In the late seventeenth century, Jewish scholars at last joined the ranks of the Hebraists who had flourished in the English universities since the growth of biblical philology surrounding bible translation in the sixteenth century. Isaac Abendana, a Sephardi who immigrated to England from Spain, via Hamburg, in 1662, taught Hebrew at Oxford and Cambridge, where he undertook his greatest work, a Latin translation of the Mishnah that was the first of its kind. At Oxford, he developed the ‘Oxford diary’, a location-specific calendar of the type that remains in use to this day. Published almanac-style, it also included a wealth of information on Jewish culture and religion, including the correspondence between Christian and Jewish calendars. In this ‘Kalendar’, where a popular genre met learned discourse, the overdue arrival of Jewish contributions offered long-neglected bodies of knowledge to a wide audience.

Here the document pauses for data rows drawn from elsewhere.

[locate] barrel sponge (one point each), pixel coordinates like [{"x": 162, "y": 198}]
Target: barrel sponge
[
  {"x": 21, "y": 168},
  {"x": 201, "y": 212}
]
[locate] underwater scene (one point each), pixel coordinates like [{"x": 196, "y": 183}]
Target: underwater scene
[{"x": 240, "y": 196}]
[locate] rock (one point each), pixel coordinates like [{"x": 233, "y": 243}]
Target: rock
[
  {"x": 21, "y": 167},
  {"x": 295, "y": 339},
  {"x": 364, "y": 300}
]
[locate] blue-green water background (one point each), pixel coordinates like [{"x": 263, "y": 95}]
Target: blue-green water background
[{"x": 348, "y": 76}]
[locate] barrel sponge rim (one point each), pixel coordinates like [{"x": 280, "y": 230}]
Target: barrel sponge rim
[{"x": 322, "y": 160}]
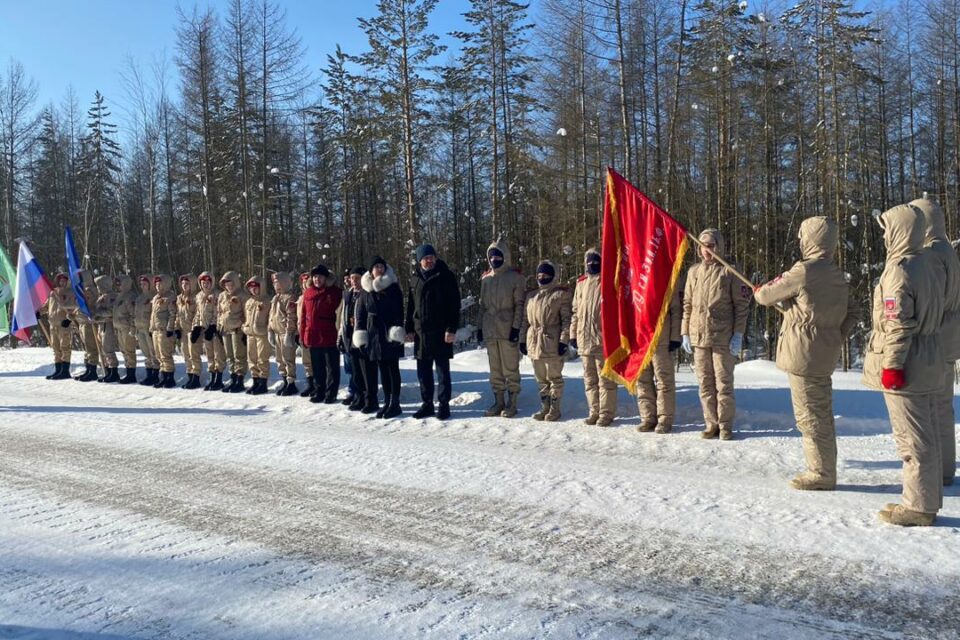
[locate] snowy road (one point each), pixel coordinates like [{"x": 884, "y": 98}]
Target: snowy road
[{"x": 130, "y": 513}]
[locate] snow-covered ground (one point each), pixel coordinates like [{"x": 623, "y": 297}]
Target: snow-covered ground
[{"x": 127, "y": 512}]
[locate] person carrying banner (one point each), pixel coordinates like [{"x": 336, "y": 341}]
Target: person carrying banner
[
  {"x": 904, "y": 360},
  {"x": 715, "y": 309},
  {"x": 60, "y": 304},
  {"x": 545, "y": 334},
  {"x": 503, "y": 291},
  {"x": 103, "y": 324},
  {"x": 124, "y": 324},
  {"x": 820, "y": 311},
  {"x": 163, "y": 319},
  {"x": 88, "y": 334},
  {"x": 586, "y": 338},
  {"x": 657, "y": 386},
  {"x": 142, "y": 312}
]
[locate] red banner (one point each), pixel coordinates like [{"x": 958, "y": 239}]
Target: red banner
[{"x": 648, "y": 246}]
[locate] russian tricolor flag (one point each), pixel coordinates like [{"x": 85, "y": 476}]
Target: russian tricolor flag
[{"x": 33, "y": 289}]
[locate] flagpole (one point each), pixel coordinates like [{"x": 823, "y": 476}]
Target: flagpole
[{"x": 729, "y": 266}]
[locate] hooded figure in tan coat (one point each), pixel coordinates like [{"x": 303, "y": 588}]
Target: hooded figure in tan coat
[
  {"x": 163, "y": 320},
  {"x": 61, "y": 303},
  {"x": 188, "y": 334},
  {"x": 206, "y": 321},
  {"x": 945, "y": 257},
  {"x": 230, "y": 325},
  {"x": 586, "y": 339},
  {"x": 657, "y": 385},
  {"x": 503, "y": 290},
  {"x": 103, "y": 323},
  {"x": 715, "y": 310},
  {"x": 283, "y": 325},
  {"x": 820, "y": 311},
  {"x": 904, "y": 359},
  {"x": 546, "y": 334},
  {"x": 88, "y": 335},
  {"x": 124, "y": 321},
  {"x": 255, "y": 326}
]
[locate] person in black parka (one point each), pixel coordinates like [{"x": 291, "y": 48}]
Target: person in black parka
[
  {"x": 433, "y": 315},
  {"x": 379, "y": 334}
]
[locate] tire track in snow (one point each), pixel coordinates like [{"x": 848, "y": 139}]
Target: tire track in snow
[{"x": 582, "y": 572}]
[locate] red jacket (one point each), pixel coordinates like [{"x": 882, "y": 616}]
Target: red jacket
[{"x": 318, "y": 316}]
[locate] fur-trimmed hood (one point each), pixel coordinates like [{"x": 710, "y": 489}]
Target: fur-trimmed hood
[{"x": 372, "y": 285}]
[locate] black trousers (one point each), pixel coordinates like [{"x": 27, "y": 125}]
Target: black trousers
[
  {"x": 389, "y": 371},
  {"x": 358, "y": 384},
  {"x": 326, "y": 371},
  {"x": 425, "y": 369}
]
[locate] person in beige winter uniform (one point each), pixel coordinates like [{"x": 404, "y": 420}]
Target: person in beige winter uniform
[
  {"x": 255, "y": 326},
  {"x": 502, "y": 295},
  {"x": 586, "y": 339},
  {"x": 103, "y": 324},
  {"x": 904, "y": 360},
  {"x": 187, "y": 333},
  {"x": 163, "y": 320},
  {"x": 546, "y": 334},
  {"x": 124, "y": 323},
  {"x": 657, "y": 385},
  {"x": 206, "y": 321},
  {"x": 283, "y": 325},
  {"x": 820, "y": 311},
  {"x": 88, "y": 335},
  {"x": 945, "y": 256},
  {"x": 141, "y": 320},
  {"x": 715, "y": 310},
  {"x": 230, "y": 325},
  {"x": 61, "y": 303}
]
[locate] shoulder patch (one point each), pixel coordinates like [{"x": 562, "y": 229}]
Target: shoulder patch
[{"x": 891, "y": 308}]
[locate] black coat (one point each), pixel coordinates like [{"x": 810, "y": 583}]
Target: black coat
[
  {"x": 433, "y": 309},
  {"x": 377, "y": 312}
]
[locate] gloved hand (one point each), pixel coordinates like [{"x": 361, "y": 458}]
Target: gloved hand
[
  {"x": 736, "y": 343},
  {"x": 893, "y": 379}
]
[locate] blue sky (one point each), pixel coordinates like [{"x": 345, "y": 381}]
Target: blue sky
[{"x": 84, "y": 43}]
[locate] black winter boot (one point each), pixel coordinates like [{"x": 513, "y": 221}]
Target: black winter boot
[
  {"x": 64, "y": 372},
  {"x": 425, "y": 411},
  {"x": 89, "y": 374},
  {"x": 310, "y": 388},
  {"x": 216, "y": 381}
]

Abendana’s almanacs at once point to the influence of Reformation-era Hebraist study on everyday life, and throw into relief the long history of absence enforced by centuries of rejection of Jewish life from English culture. They ask that we remember what is missing from cultural models promulgated by learned Christians, the State church, and the popular press. BW
Isaac Abendana, The Jewish kalendar (Oxford: 1699).
CUL: Adv.E.38.15
Further Reading
I. Abrahams, ‘Isaac Abendana’s Cambridge Mishnah and Oxford Calendars’, Transactions of the Jewish Historical Society of England 8 (1915-17), pp. 97-121.
David S. Katz, ‘The Abendana Brothers and the Christian Hebraists of Seventeenth-Century England’, Journal of Ecclesiastical History, 40 (1989), pp. 28-52.
Achsah Guibbory, Christian Identity, Jews, and Israel in 17th-Century England (Oxford, 2010).